The question the Cavs had to answer was could they win a game when the Splash Brothers showed up? Did they have enough depth and ball movement and energy to go at Steph Curry and Klay Thompson a full 48? Were they able to make in game adjustments to neutralize the Warriors backcourt and get enough out of their guards to make the competition feel even?
No. No. Hell no.
The night Steph Curry introduced himself (and his game) to the NBA Finals is the same night LeBron James saw his legacy take a thunderous hit. Going down in the series 3-1 put LeBron on the fast track for another Finals defeat, his third year in a row to be a loser.
One of the knocks on LeBron is his performance under pressure when he seemingly doesn’t want to do everything. It gives his game the texture of a ghost. It is a contradiction and creates this enigma around James. We have seen better from him. We have seen worse. Last year, he did everything. So scrap the tired excuse, he is capable.
But something happens to LeBron when he has talent on the floor next to him. He has a tendency to trust them a little too much, to not be LeBron James, best player on the floor. He willingly puts the balance of the game into players hands that haven’t earned that high level of trust because they have never won a title. There is no Dwyane Wade out there.
LeBron James good wasn’t good enough in game 4 because his fourth quarter was ridiculously passive. Yes, he gave a good effort in the first three quarters being the facilitator, but this was a do or die game. The season was on the line. LeBron’s energy was small enough to put on the size of a penny and that was Ty Lue, rookie head coach in the Finals, biggest mistake.
Lue has accepted and been resigned to the fact that the only way he can win is with the ball in LeBron’s hands or in Kyrie Irving’s hands.
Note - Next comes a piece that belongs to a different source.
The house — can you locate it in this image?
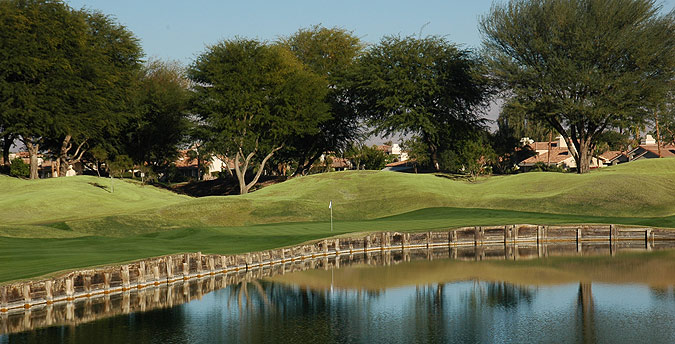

It is a far cry from when Lue got the job and promised a faster pace and ball movement and player movement.
In the 4th quarter, the Cavs over dribbled, ran the shot clock down, and iso-ed the hell out the ball. Except, the Warriors knew what was coming.
When in adversity, you fall back on bad habits. The Thunder did it with their two man game of Russell Westbrook and Kevin Durant. And now it was the Cavs turn to fall on their iso sword.
Every Cavs iso was met with multiple defenders, shot blockers, ball strippers, rebound hustlers. The Warriors were in perpetual motion while the Cavs were standing still watching LeBron or Kyrie. The Warriors wanted to go up 3-1 more than the Cavs wanted to tie the series 2-2.
Steph didn’t make an appearance in the 4th quarter until four and a half minutes had gone by so it was Shaun Livingston organizing the Warriors and Andre Iguodala in the passing lanes and Klay Thompson on the wing and Harrison Barnes playing utility.
The Cavs had their heavy hitters in there. LeBron James. Kyrie Irving and Kevin Love
This was their first five minutes:
- Love jumpshot, 79-79
- LeBron layup, 81-79 Cavs
- Kyrie miss
- LeBron dunk, 83-81 Cavs
- LeBron shot blocked. LeBron three clanking off rim. Shumpert passing turnover. Tristan Thompson 2 free throw misses. Kyrie miss. LeBron turnover. Kyrie missed free throw. Kyrie missed three.
- Warriors 88-84
In five minutes, the Cavs scored seven points. Their only lead of the quarter would come at the 10:21 mark and would last 12 seconds.
In the first ten minutes of the quarter, LeBron James was 2-6, had 2 rebounds and 2 turnovers. The Cavs as a team had one assist in the quarter and that came at the 2 minute mark so it was iso Cavs which translates into losing Cavs.
As much as we want to talk about how the Warriors have revolutionized the game, three of the four participants in the conference finals, the Cavs, Raptors and Thunder, are iso teams. The Warriors are not.
The Warriors have the chance to wrap up back-to-back titles on Monday. The last team to do that was the 2013 Miami Heat. It was the last time LeBron James won in the NBA Finals and it took a miracle Ray Allen shot in game 6, and a Tim Duncan layup miss in game 7 to get LeBron his second finals win. Three years have come and gone without a LeBron James title.
On Monday night 2-5 is staring him in the face.